Tinha então 10 anos. Veio com os pais, a avó paterna, os 5 irmãos e um cachorrinho chamado Shiro (branco, em japonês).
Pouco depois, perderia pai e mãe repentinamente num intervalo de poucos meses. Cuidou dos irmãos menores. Casou com meu avô sendo pouco mais que uma adolescente. A história de muitxs de entonces.
Botaram pé na estrada, vida dura, trabalhando e engendrando lar onde dava. Passaram por muitas plantações de café. Cada um dos meus muitos tios nasceu num lugar diferente.
Às vezes — recorda minha mãe — havia pouco pra comer. Repolho. Arroz. Castanhas, em época de castanhas. Melancia, da qual aproveitavam até a parte branca, que refogavam como chuchu (dica: fica uma delícia).
Até que aterrissaram em um sítio à beira de uma estrada no sudeste paulista. Este, sim, faz parte das minhas memórias de infância.
Ali pesquei lambari no rio, aprendi a botar minhoca no anzol, andava de galocha pra evitar picada de cobra. Ali, escondidos do mundo, resistiam o velho galinheiro, o pé de limão caipira (“chupar limão com shoyu é uma delícia”, garante minha mãe).
Meu olhar de criança urbana ficava fascinado com o pé-de-bucha, que a gente usava pra lavar prato e tomar banho; com a porta de entrada sempre aberta e o ferrolho que era só um toquinho de madeira; com o chão de terra batida dentro da casa; com a banheira coletiva de ofurô e a água preta no fim do dia.
Em toda parte, vestígios de uma origem: o butsudan (altar) com fotos dos antepassados, sempre acompanhados de uma tigelinha de arroz, biscoitos ou o que quer que fosse del gusto do falecidx; o sino de ferro no umbral de entrada, talvez pra espantar maus espíritos, talvez porque sim; placas com haikus e inscrições do meu avô, que era calígrafo.
Eu era fissurada nas bonequinhas gueixas em cúpulas de vidro. E nos calendários acetinados fujifilm com logo de farmácia e fotos de diáfanos bosques japoneses, a água de riachos sensualizando por vegetações como nuvem ou sonho.
Quando minha avó ficou viúva, mudou-se pra uma casinha em Piedade, ao lado de Sorocaba. Eu ia passar férias com ela lá também. Quase cada dia, a gente comia oniguiri e pepino com a tevê ligada no Japan Pop Show.

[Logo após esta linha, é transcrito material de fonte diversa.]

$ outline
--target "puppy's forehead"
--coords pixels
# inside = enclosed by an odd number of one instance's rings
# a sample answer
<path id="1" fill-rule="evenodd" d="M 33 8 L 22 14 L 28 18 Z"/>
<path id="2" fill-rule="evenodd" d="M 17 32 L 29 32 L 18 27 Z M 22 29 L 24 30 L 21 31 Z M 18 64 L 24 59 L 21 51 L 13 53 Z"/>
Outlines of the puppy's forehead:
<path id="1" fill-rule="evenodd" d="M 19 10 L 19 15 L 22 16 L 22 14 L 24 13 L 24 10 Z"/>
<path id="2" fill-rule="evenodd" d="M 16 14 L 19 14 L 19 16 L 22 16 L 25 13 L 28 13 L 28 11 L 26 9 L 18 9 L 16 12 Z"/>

De manhã, antes de levantar da cama, eu já via as perninhas da batchan subindo e descendo na penumbra do quarto. Alongamentos. Hoje, eu faço como ela.
E continuo amando pepino com arroz. E não assisto programa de karaokê, mas virei cantora.
Ela saía, bastante. Ia pintar quadros na natureza com uma turma e publicou livros de haikus. Minha vó era escritora.
No fim da vida, arranjou um noivo com quem foi curtir Águas de Lindoia. Faleceria pouco depois. O velhinho, um crush de juventude, faleceria em seguida, dizem que de tristeza.
Minha mãe herdou algo do espírito exuberante da minha vó e da arretadice do meu vô. Saiu de casa adolescente, virou fotógrafa e montou estúdio lá nos conjuros da Bela Vista, onde até o Lima Duarte foi fazer 3×4, quando chegou na cidade.
Com ela, eu e meus irmãos aprendemos a comer arroz. Muito arroz. Arroz pelas oreia.
Descendentes de japonês entenderão.
Em casa, havia uma pazinha específica pra afofar o arroz. Uma panela só pra fazer arroz. E um futon (cobertor) pra envolver a panela quente — dizia minha mãe que, assim, o shiro gohan (arroz branco) terminava de cozinhar no ponto certo.
A panela era herança da minha avó. E, quando eu saí de casa, passou pra mim.
Mulheres que me habitam, essas e muitas mais. Minhas mulheres, em cada grão de arroz.